In other words, companies are using Google's DMCA takedown service to request the web giant remove links that don't actually exist. And it isn't a small number either.
"For example, in January 2017, the most prolific submitter submitted notices that Google honored for 16,457,433 URLs. But on further inspection, 16,450,129 (99.97 per cent) of those URLs were not in our search index in the first place."
Basically, just over 7,000 of the over 16 million requests made by one company in a single month were real. And if you think it might be just one company doing it, you'd be wrong. Again, according to Google, "in total, 99.95 per cent of all URLs processed from our Trusted Copyright Removal Program in January 2017 were not in our index."
What appears to be happening is that intellectual property lawyers are taking whatever new movie, album, single or book exists, and copying the URL structure of thousands of different websites to send a takedown request – whether or not that file actually exists.
An inspection of these requests shows that they are clearly automated requests, as the same syntax is used over and over again for different websites and even the same websites, with every possible variation and combination included in a scattergun effort to hit on a real URL.
For example, one request sent today, February 23, to Google concerned the The Billionaire's Obsession series of books from JS Scott. It lists 111 different URLs, all of which end with the search URL "/search/all/J-S-Scott-The-Billionaire-s-Obsession-epub/" but with 111 different domain names in front of it.
That request is one of 139 sent today alone by a single company (MUSO.com Anti-piracy).
Which of course raises the question: Why? And the answer is three-fold:
- There is no reason not to. Once a company has created an automated script to throw out URLs and send them automatically to Google, it is extremely easy and fast to do so. But perhaps more importantly, there is no mechanism for punishing abuse of the system. Companies can send millions of requests and there is no comeback. They can send millions the next day. And the next.

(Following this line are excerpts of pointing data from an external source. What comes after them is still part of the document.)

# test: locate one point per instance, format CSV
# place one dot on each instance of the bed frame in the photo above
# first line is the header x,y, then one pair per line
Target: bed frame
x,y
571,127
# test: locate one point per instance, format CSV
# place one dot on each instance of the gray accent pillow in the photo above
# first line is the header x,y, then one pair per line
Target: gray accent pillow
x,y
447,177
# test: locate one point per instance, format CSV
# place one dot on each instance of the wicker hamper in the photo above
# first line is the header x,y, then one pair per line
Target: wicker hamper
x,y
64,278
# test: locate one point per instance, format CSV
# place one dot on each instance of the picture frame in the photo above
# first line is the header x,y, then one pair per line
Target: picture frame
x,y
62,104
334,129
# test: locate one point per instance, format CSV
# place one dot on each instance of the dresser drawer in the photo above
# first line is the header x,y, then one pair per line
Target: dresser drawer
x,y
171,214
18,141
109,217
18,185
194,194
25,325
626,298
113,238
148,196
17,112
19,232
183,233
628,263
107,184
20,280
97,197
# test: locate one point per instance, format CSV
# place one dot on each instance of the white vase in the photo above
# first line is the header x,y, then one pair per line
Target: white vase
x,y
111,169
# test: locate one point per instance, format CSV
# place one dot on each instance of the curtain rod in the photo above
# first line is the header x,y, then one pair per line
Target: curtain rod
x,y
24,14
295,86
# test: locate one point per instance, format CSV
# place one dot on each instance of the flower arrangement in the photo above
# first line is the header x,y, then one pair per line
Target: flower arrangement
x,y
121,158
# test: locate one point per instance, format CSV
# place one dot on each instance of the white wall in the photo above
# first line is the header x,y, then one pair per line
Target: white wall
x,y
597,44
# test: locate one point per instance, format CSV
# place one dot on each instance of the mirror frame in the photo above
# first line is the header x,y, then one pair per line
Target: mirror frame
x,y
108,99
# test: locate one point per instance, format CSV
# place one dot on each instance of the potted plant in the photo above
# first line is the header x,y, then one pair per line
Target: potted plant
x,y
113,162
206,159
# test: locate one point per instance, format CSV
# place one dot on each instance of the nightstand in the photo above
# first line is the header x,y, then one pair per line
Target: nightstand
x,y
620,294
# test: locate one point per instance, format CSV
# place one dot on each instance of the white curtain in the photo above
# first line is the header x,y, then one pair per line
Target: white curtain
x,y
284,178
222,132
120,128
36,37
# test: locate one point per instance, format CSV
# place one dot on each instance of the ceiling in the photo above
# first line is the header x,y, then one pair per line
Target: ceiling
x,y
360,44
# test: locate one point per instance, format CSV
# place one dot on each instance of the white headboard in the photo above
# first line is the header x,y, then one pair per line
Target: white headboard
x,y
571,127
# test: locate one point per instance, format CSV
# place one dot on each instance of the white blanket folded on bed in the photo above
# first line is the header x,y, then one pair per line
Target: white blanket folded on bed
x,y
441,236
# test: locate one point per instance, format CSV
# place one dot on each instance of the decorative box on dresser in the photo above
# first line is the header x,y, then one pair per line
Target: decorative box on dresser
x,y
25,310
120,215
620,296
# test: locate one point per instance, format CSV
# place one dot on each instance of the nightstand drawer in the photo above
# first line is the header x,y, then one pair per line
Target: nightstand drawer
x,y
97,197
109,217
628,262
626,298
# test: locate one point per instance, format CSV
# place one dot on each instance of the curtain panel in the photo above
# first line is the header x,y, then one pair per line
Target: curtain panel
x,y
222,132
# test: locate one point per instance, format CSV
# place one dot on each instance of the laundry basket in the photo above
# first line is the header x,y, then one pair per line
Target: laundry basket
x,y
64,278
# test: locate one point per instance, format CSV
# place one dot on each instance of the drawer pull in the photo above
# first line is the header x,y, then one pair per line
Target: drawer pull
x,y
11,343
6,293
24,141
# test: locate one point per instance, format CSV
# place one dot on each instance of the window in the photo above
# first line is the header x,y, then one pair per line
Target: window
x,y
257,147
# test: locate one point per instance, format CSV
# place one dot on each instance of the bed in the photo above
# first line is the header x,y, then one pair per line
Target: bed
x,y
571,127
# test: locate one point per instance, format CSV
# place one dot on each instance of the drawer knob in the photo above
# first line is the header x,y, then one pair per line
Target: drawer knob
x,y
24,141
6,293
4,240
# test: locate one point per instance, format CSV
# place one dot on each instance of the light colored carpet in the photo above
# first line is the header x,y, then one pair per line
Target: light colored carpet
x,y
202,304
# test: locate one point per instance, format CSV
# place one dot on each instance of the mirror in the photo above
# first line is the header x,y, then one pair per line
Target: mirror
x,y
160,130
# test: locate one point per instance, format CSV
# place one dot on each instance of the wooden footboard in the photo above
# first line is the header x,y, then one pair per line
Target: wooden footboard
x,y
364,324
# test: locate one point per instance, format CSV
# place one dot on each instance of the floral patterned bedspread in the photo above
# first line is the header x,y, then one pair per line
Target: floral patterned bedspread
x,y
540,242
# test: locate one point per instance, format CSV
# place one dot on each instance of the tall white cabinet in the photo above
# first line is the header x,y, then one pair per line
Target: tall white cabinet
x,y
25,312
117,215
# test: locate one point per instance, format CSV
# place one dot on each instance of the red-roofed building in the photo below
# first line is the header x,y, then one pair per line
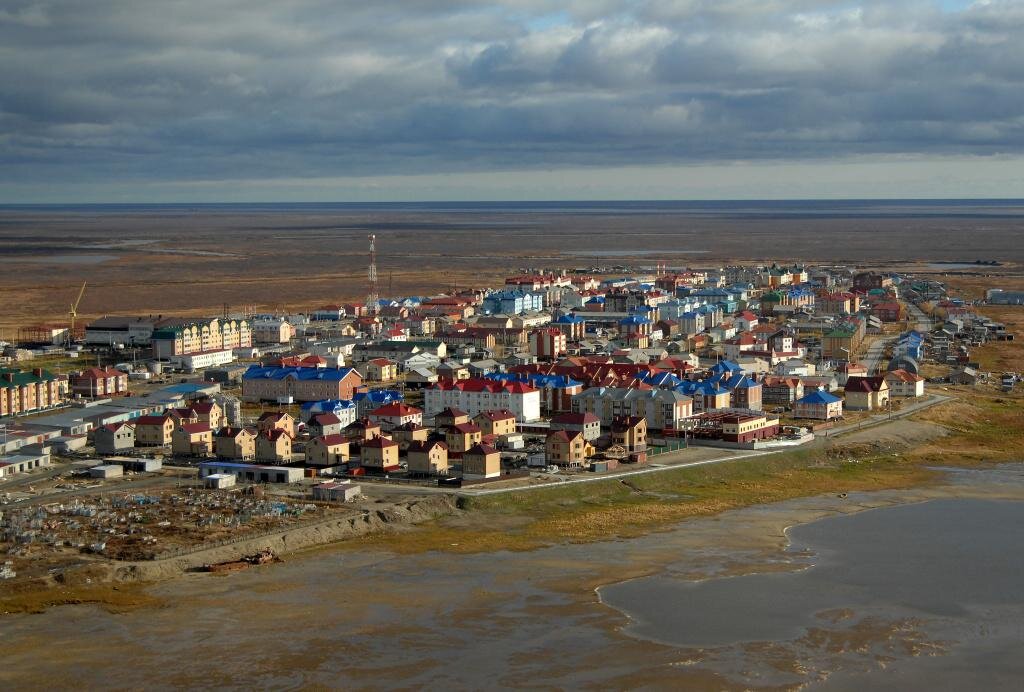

- They will occasionally get one right. A 0.03 per cent success rate would ruin any other business, even spammers, but to IP lawyers, getting any positive result ever is a good outcome. Especially since they are paid by the hour.
- It focuses Google's attention on specific websites. In one respect, Google is to blame for this abuse of the system. In talking about its system for handling copyright infringement and DMCA takedowns, the company's legal director for copyright, Fred von Lohmann, told a Congressional hearing on the copyright issue not only that Google "relies on copyright owners to inform us" of infringing material, but that "Google has been demoting sites based on the number of takedown notices they receive from copyright owners." It would have taken big corporations' IP lawyers about three seconds to realize that sending millions of requests – even completely fake ones – for particular websites was likely to achieve their main goal of downgrading them from the first few pages of a Google search. And so that's what they have done.
Of course, none of this is contributing to a healthy solution to copyright infringement. But what is the solution?
Well, that is what the United States Copyright Office is trying to figure out with its Section 512 study. Google sent its response to the second round of the study on the last day of its deadline. The same day, the government agency extended its comment period to March 22, 2017.
There is no shortage of contributions or ideas for improving the system. What is clear is that the current system is a mess. But then what else is new? This is content on the internet we're talking about. ®
PS: A 2016 study linked to Google suggested only one in 25 takedown requests wrongly identifies the material. Curious!